As regulars on this forum will note, I’ve recently gone on a deep dive into how to efficiently build massive-scale harmonized earth-observation data cubes in Zarr using open data. These workflows are common at big satellite data providers and processors (think NASA, Planet, etc.) But thanks to open data and serverless cloud computing, it’s now feasible for teams of all sizes to build their own customized data cubes for Earth analytics and AI.

I’ve been digging into the details and best practices on recent forum posts, e.g.

I’ve learned a lot from this and am excited to share these learnings with the community. I’ll also compare three different serverless execution frameworks for running the pipeline (Coiled Functions, Modal, and Lithops) and look at some of the tradeoffs.

Looking forward to a fun discussion… All are welcome!


I have been tinkering with Lithops - so interested to have what you have come up with there.

Webinar will definitely be recorded! No need to take extreme measures! :laughing:


The official recording is now on youtube:


@strobpr - While it didn’t make it into the slides, you’ll notice at the end a discussion around coordinate systems. My dream is that we could be using DGGS for these data cubes instead of simple rectangular lat lon grids. :wink:

I’d love to pick your brain on how to best accomplish that.

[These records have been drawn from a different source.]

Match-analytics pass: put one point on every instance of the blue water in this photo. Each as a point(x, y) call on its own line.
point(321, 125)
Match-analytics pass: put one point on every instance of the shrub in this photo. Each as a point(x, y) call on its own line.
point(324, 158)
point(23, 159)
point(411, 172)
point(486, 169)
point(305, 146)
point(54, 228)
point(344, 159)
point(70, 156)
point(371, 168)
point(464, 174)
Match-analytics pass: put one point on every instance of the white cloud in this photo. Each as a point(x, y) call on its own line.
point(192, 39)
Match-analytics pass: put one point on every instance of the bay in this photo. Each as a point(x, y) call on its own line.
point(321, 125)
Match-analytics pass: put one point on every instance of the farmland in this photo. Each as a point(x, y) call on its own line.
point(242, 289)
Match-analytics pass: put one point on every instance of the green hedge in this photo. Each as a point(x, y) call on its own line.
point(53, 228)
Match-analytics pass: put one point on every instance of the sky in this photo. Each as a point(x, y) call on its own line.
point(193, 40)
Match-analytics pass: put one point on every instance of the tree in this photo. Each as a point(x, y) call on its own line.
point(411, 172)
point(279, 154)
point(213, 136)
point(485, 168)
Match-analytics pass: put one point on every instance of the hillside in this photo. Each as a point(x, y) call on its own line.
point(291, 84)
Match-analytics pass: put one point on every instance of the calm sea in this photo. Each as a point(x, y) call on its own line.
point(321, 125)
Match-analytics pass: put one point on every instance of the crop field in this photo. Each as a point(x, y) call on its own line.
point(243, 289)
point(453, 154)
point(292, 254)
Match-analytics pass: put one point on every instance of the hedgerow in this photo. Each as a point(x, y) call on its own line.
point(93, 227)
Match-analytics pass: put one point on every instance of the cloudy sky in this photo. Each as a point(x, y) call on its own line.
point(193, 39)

Hi @rabernat, sincere apologies for the silence! I thought I’d manage to listen to your talk within a reasonable time which during May just didn’t materialise. The role of grids (which are what is ultimately the topic - not coordinate systems or projections) in data cubes are a ‘hot’ issue, starting with the question of what grids actually are (grids of ‘nodes’ or ‘cells’?) to whether cubes can live without them. But that’s the theoretical part. In practice the question is which grids should we use when dealing with continental to global data and what is the role of resampling in interoperability (blessing or curse?). I’d love to discuss all that but it’s hard to find an interested audience as most want something that works and just move on. DGGS requires a bit more stamina, but to me it seems the perfect match to global data cubing.